The hens have dug out under their fence, holes filled, hay layered to fight the mud, but today with the Forsythia nearly leafed out, though there were hardly any blooms, I have again given them free range. They will hopefully hide under the foliage of the shrubs or the cedars for their safety. I hope not to lose anymore, but they can’t stay penned up in a run only slightly larger than their coop.

Two of the remaining Marans foraging the front yard this morning.

The yoyo weather seems to have taken a toll on the row of Nandina bushes along the north front porch. Not a single one of them retained any leaves this winter though the one in the protected breezeway nook did. If they don’t grow out new leaves, and that looks doubtful, a decision will have to be made as to how to treat that area. It is not great soil, but the Nandinas had thrived there for about 15 years until this winter. With the chickens scratching up the soil there, growing grass might be a challenge unless I can block them off until it is established. A few large pots with evergreen shrubs scattered along the edge is a possibility or even low growing evergreen juniper planted in the soil.

The other victim of this winter might be my fig. It produced fruit for the first time last year, but I see no sign of life in the form of new leaf buds.

This is Penny, she is a jumper, belongs to our neighbor as one of her herd, and she thinks our grass is greener than the fields on which she lives. She visits in the spring time, leaving her calf for a little while to go over the 4 strands of barbed wire to come graze. She is a welcome visitor, it amuses me to find her munching away on the tall grass that will become hay in a few months.

Her sister was a jumper also and used to visit, sometimes bringing friends.

The tomato, tomatillo, and 2 of the varieties of pepper starts are thriving. This week, they will begin daytimes on the back deck sheltered initially, and later full on in the sun to harden off for planting in about a month. Yet again, I seem to have started them a couple of weeks too early.

Today is Easter Sunday and when we have family here, there is usually an Easter Egg hunt for the kids, even for the teens. Last year, daughter created an escape room sort of series of clues to lead the older ones from hidden large egg with the next clue that eventually led them to small baskets of goodies, mostly of the non edible kind. This is always followed by a meal that has traditionally been ham, au gratin potatoes, asparagus, another green for the haters, deviled eggs, rolls, and some sort of dessert. This year it is just the two of us and hubby will get his favorite home cooked Mexican food fiesta instead.

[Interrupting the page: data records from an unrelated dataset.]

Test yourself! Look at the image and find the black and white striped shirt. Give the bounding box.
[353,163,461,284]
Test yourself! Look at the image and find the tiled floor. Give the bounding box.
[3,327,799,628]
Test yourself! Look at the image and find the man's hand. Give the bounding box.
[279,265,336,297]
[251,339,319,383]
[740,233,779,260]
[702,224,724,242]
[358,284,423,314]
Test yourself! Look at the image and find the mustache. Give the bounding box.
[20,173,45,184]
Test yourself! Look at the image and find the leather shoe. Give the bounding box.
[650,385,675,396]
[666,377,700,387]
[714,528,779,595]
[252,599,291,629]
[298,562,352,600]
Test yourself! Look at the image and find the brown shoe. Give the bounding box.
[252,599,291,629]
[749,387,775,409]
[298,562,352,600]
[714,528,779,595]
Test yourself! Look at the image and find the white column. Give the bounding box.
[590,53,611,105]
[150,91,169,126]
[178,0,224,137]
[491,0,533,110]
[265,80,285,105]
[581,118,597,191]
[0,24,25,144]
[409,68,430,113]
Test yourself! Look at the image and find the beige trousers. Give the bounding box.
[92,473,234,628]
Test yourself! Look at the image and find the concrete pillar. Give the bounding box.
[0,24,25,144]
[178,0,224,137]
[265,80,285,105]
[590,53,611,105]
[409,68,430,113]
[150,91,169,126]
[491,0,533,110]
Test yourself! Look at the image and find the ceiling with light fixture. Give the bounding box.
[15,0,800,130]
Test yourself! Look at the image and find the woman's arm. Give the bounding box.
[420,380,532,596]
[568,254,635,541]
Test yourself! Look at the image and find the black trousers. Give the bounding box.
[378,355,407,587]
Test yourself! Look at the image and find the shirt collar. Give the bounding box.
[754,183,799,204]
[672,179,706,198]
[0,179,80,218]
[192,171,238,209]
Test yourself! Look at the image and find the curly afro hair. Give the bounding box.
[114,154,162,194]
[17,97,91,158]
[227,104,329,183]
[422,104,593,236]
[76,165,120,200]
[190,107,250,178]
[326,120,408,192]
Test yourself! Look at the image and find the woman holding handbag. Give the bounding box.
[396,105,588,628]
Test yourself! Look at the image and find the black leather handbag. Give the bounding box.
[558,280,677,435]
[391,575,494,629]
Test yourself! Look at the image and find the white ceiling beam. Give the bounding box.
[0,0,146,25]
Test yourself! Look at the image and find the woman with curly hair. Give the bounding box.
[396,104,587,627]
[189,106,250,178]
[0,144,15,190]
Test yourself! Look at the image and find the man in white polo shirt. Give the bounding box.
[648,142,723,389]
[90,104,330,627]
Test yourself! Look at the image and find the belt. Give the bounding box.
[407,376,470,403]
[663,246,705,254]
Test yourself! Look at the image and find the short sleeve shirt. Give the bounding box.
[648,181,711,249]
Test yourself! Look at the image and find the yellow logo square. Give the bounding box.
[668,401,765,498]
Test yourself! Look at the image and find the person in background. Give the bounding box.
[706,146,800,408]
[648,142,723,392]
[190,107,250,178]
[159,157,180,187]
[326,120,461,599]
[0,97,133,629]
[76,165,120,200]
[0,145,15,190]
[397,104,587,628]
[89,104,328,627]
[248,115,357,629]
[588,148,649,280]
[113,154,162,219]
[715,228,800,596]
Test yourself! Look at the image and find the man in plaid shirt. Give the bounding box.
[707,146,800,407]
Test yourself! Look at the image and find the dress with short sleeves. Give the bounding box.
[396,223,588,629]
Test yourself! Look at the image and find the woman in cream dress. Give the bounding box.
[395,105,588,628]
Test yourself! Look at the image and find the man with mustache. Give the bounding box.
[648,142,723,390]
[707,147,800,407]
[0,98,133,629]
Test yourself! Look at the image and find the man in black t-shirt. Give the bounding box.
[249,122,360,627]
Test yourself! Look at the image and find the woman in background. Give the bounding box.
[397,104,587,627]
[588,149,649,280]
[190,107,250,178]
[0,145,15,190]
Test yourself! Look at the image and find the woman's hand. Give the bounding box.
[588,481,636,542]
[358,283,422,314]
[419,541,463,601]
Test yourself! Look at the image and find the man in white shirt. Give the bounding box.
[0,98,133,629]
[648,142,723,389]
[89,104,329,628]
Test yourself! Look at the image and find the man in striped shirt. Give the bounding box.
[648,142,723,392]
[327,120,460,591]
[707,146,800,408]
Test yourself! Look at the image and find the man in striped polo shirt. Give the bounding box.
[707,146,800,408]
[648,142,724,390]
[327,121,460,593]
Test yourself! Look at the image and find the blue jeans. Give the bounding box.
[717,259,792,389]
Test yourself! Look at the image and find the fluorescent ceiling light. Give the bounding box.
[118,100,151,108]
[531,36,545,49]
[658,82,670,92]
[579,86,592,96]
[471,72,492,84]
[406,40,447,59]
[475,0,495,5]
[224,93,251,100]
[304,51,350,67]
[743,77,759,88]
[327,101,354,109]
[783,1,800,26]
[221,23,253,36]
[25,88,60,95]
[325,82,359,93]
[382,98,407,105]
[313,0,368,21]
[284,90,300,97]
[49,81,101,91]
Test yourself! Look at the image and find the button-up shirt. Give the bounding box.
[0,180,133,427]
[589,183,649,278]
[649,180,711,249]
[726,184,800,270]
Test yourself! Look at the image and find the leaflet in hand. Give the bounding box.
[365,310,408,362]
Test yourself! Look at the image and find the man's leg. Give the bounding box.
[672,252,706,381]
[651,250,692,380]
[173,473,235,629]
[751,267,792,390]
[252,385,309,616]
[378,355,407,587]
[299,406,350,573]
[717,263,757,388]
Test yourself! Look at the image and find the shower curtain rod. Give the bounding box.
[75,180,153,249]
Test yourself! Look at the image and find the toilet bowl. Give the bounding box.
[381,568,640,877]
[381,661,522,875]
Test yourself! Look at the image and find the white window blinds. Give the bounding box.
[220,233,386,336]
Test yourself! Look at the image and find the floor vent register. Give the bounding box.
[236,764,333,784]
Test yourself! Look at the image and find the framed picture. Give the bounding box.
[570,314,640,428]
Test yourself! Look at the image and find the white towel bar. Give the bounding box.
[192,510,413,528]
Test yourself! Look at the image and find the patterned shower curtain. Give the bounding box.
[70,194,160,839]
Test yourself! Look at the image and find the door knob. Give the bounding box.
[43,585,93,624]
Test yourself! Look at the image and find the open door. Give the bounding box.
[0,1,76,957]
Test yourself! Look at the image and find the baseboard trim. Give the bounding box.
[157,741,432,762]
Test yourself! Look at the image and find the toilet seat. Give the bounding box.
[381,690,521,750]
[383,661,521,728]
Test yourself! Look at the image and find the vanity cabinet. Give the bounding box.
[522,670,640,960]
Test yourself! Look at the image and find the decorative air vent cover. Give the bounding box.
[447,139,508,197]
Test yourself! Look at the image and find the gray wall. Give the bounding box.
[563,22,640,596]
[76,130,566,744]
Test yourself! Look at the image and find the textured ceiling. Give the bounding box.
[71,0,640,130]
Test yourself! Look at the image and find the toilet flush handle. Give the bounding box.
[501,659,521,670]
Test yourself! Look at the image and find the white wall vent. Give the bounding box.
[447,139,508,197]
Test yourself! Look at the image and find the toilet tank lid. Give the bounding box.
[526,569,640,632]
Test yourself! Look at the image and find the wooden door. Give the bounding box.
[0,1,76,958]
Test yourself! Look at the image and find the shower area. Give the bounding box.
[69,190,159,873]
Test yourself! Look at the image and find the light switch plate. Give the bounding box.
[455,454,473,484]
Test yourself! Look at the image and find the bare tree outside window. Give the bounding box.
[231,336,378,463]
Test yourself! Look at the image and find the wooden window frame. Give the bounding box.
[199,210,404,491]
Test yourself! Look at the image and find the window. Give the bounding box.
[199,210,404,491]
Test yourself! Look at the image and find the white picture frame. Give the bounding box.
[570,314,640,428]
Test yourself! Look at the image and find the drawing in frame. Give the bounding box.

Maybe tomorrow, we will venture to the plant nursery to check out the herb selection, to Tractor Supply to add wild bird feed and suet cakes and if I can find one, a third Bluebird house. My carpentry skills just aren’t up to building my own.

The peas and radishes are beginning to emerge in the garden, the lettuce in the large pot on the back deck is growing, and I await the asparagus that have yet to show in the garden. Last year about this time we added the 4 hives of bees that did not succeed. Two nuks of bees with marked queens are on order for early May and two hives will be started again, hopefully with more success. While I await their arrival, new excluders for the openings will be ordered and sugar syrup will be fed inside the hives this year. I am really raising them as pollinators and not looking for much honey, but some would be a bonus. There is one capped frame of it in the freezer that survived the demise of the last hive. I really don’t know what to do with it, it may go in one of the new hives as starter feed for them.

Spring is officially here, though the chance for a frost lingers until the first week of May.